Are corporate bodies good for dentistry?
After Bupa agreed to acquire Oasis Dental Care recently, Michael Watson questions whether corporates will be good for dentistry.
Last week’s news that Bupa had ‘agreed to acquire’ Oasis Dental Care for a reported £835 million aroused some interest in the profession.
Bupa said the move was ‘a significant milestone’ in its strategy to offer customers ‘high quality dental services’.
It reported that the acquisition meant that Bupa will become ‘a major dental provider’ in the UK’s £7.1bn dental market, ‘with more than two million patients, over 1,800 clinicians and 420 practices’.
Accounts filed for the year ending March 2015 showed turnover for Oasis at £234 million and profits at £30 million.
During the previous ownership (Bridgeport), Oasis bought 191 practices.
Chief executive, Justin Ash, was reported as saying: ‘Our growth is accelerating and enthusiasm is building amongst dentists and customers.’

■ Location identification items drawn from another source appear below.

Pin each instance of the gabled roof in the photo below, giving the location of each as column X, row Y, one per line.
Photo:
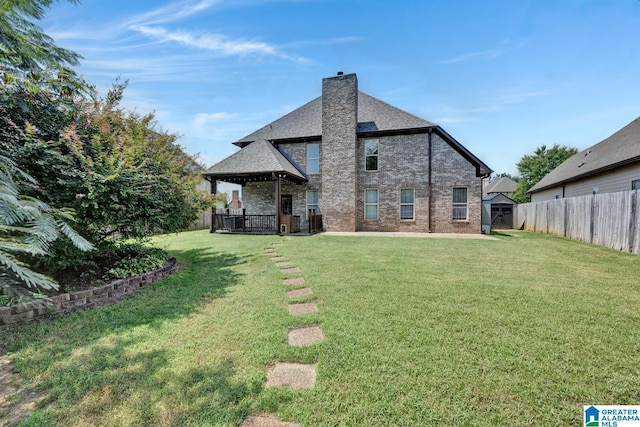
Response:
column 498, row 197
column 259, row 160
column 621, row 148
column 306, row 122
column 501, row 185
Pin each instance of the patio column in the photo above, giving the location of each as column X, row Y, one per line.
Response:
column 214, row 190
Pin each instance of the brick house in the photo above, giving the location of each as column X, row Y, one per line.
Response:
column 364, row 165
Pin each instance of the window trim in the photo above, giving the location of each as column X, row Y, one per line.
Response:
column 312, row 158
column 376, row 204
column 317, row 204
column 455, row 205
column 376, row 155
column 412, row 204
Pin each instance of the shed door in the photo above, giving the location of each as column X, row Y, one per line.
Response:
column 501, row 215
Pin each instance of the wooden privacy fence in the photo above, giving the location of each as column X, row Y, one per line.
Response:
column 608, row 219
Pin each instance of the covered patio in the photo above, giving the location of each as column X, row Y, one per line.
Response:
column 261, row 162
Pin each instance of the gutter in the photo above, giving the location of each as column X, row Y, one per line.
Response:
column 429, row 185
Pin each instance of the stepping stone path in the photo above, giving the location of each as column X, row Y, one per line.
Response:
column 293, row 281
column 294, row 375
column 300, row 293
column 283, row 263
column 304, row 308
column 309, row 335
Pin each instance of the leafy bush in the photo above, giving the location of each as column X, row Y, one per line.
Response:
column 147, row 260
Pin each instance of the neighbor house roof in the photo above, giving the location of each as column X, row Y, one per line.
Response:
column 501, row 185
column 621, row 148
column 259, row 160
column 306, row 122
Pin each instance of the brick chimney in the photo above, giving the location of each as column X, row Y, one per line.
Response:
column 338, row 162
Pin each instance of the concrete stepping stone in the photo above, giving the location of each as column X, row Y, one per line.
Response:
column 305, row 308
column 283, row 263
column 294, row 375
column 300, row 293
column 293, row 281
column 308, row 335
column 266, row 421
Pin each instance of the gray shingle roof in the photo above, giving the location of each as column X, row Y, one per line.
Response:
column 258, row 159
column 501, row 185
column 621, row 148
column 306, row 121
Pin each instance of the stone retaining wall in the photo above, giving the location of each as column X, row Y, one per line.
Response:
column 84, row 299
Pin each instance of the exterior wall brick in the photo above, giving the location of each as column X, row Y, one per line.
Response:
column 403, row 163
column 338, row 158
column 451, row 169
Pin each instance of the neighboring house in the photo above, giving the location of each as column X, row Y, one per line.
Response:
column 503, row 185
column 498, row 207
column 610, row 166
column 499, row 212
column 361, row 163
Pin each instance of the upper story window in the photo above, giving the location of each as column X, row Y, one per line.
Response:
column 312, row 202
column 407, row 203
column 460, row 204
column 371, row 154
column 313, row 158
column 371, row 204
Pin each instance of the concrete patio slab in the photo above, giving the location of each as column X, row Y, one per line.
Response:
column 300, row 293
column 294, row 375
column 305, row 308
column 307, row 335
column 293, row 281
column 406, row 234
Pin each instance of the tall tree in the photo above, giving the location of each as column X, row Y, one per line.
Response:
column 27, row 227
column 534, row 167
column 26, row 52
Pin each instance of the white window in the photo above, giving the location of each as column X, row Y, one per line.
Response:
column 460, row 201
column 407, row 203
column 313, row 158
column 312, row 201
column 371, row 155
column 371, row 205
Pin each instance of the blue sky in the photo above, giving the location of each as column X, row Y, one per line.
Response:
column 501, row 76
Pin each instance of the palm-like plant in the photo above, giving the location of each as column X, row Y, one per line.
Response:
column 27, row 227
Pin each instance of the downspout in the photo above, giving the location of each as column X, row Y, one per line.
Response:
column 429, row 189
column 278, row 201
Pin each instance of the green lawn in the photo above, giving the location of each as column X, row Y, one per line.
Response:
column 523, row 330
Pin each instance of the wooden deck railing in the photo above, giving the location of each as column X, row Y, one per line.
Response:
column 250, row 223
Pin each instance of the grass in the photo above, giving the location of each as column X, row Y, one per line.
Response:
column 523, row 330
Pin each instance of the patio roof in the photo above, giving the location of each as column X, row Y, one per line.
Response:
column 258, row 161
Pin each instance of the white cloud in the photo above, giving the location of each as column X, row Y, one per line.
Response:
column 214, row 42
column 202, row 119
column 172, row 12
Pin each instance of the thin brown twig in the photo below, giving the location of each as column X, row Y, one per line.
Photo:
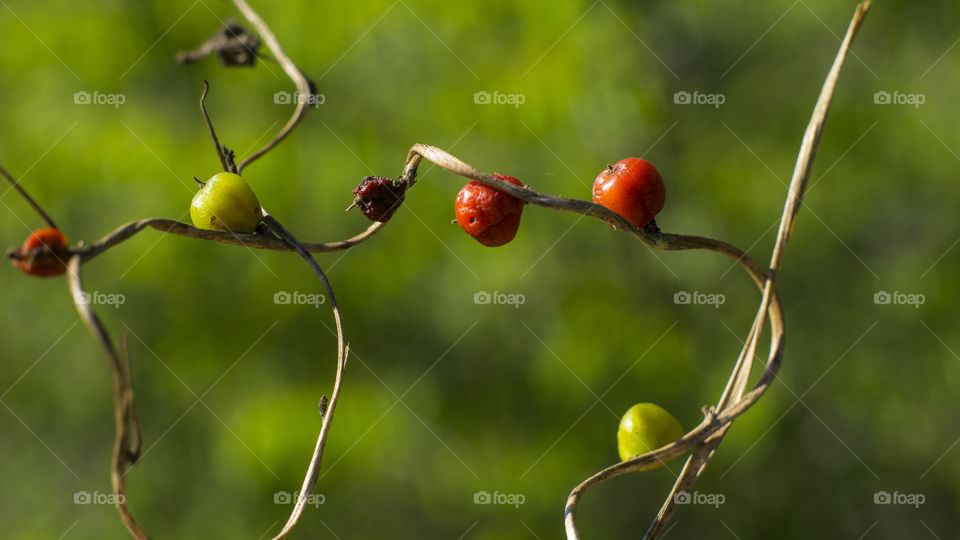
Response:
column 292, row 71
column 126, row 442
column 698, row 460
column 313, row 469
column 213, row 133
column 23, row 193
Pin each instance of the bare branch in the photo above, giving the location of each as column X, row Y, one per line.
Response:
column 213, row 133
column 126, row 442
column 23, row 193
column 299, row 80
column 313, row 468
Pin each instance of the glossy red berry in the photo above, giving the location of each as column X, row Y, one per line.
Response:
column 631, row 188
column 489, row 215
column 378, row 197
column 43, row 254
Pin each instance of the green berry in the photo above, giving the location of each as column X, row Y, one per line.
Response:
column 226, row 203
column 646, row 427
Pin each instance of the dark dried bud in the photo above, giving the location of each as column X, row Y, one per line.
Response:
column 378, row 197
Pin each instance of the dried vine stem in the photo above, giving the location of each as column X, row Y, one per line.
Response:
column 313, row 469
column 255, row 241
column 299, row 80
column 714, row 420
column 735, row 400
column 23, row 193
column 698, row 460
column 126, row 442
column 127, row 430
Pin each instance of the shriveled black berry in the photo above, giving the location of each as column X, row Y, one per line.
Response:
column 378, row 197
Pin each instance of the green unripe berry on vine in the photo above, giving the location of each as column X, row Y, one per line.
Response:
column 226, row 203
column 646, row 427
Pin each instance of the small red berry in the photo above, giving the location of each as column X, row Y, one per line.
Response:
column 489, row 215
column 44, row 253
column 631, row 188
column 378, row 197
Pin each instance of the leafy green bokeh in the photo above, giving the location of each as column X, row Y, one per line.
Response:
column 445, row 398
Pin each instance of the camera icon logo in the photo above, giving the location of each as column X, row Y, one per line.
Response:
column 881, row 98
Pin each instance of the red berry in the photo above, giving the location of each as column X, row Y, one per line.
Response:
column 489, row 215
column 378, row 197
column 631, row 188
column 44, row 253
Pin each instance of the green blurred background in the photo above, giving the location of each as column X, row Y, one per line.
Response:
column 445, row 398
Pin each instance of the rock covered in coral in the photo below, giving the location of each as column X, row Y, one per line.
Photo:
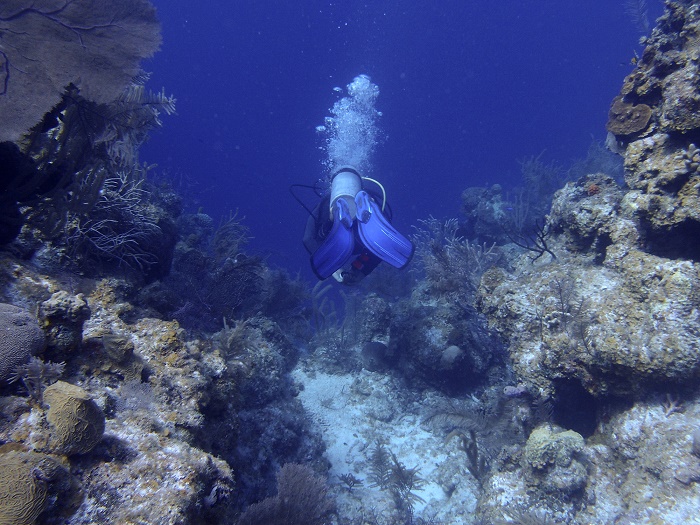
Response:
column 553, row 454
column 20, row 338
column 441, row 343
column 661, row 93
column 29, row 484
column 63, row 315
column 77, row 423
column 607, row 314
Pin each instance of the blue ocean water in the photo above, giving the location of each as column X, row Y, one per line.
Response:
column 466, row 90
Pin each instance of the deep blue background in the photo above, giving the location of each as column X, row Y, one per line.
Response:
column 467, row 89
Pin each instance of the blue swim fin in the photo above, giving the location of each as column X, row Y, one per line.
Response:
column 337, row 249
column 379, row 236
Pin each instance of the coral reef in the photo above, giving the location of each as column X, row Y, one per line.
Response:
column 76, row 37
column 21, row 338
column 77, row 423
column 63, row 316
column 29, row 484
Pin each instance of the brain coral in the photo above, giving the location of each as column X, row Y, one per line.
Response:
column 625, row 118
column 20, row 337
column 77, row 423
column 24, row 478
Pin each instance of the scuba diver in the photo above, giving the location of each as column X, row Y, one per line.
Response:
column 349, row 232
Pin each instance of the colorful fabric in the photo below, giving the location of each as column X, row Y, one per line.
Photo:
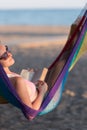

He continued by stating their belief that, ‘as part of the Bupa family’ they could develop the business further and ‘continue to transform the UK dentistry market.’
Currently about 20% of the market is in the hands of corporates and over 80% of NHS general dental practitioners are associates working for either corporates or other practice-owning dentists.
Corporate bodies are a relatively new phenomenon in dentistry; it is only 10 years since the GDC removed restrictions on the number of ‘Bodies Corporate’ who could operate.
Many dentists regard these new bodies with suspicion, some with downright hostility.
Others see the frequent change of ownership as a ‘pass the parcel’ exercise and that one day the whole edifice will collapse with dentists able to buy back practices at rock-bottom prices.
Some see them expanding in much the same way as opticians, such as Specsavers, did after they were deregulated 30 years ago.
Others see them as taking over NHS dentistry, looking after those who cannot or do not want to pay private fees.
My own view is that they will remain significant players in the NHS and the Department of Health will (or should) listen carefully to their views on the prototype contracts, for instance.
But if we are to take Justin Ash’s view to ‘continue to transform the UK dentistry market’ seriously, I think their aim goes far wider than simply being the default position for NHS dentistry.
Under the influence, but not necessarily dominance, of the corporates dentistry, both NHS and private will be transformed, primarily to become one that is orientated to providing a service centred around patients.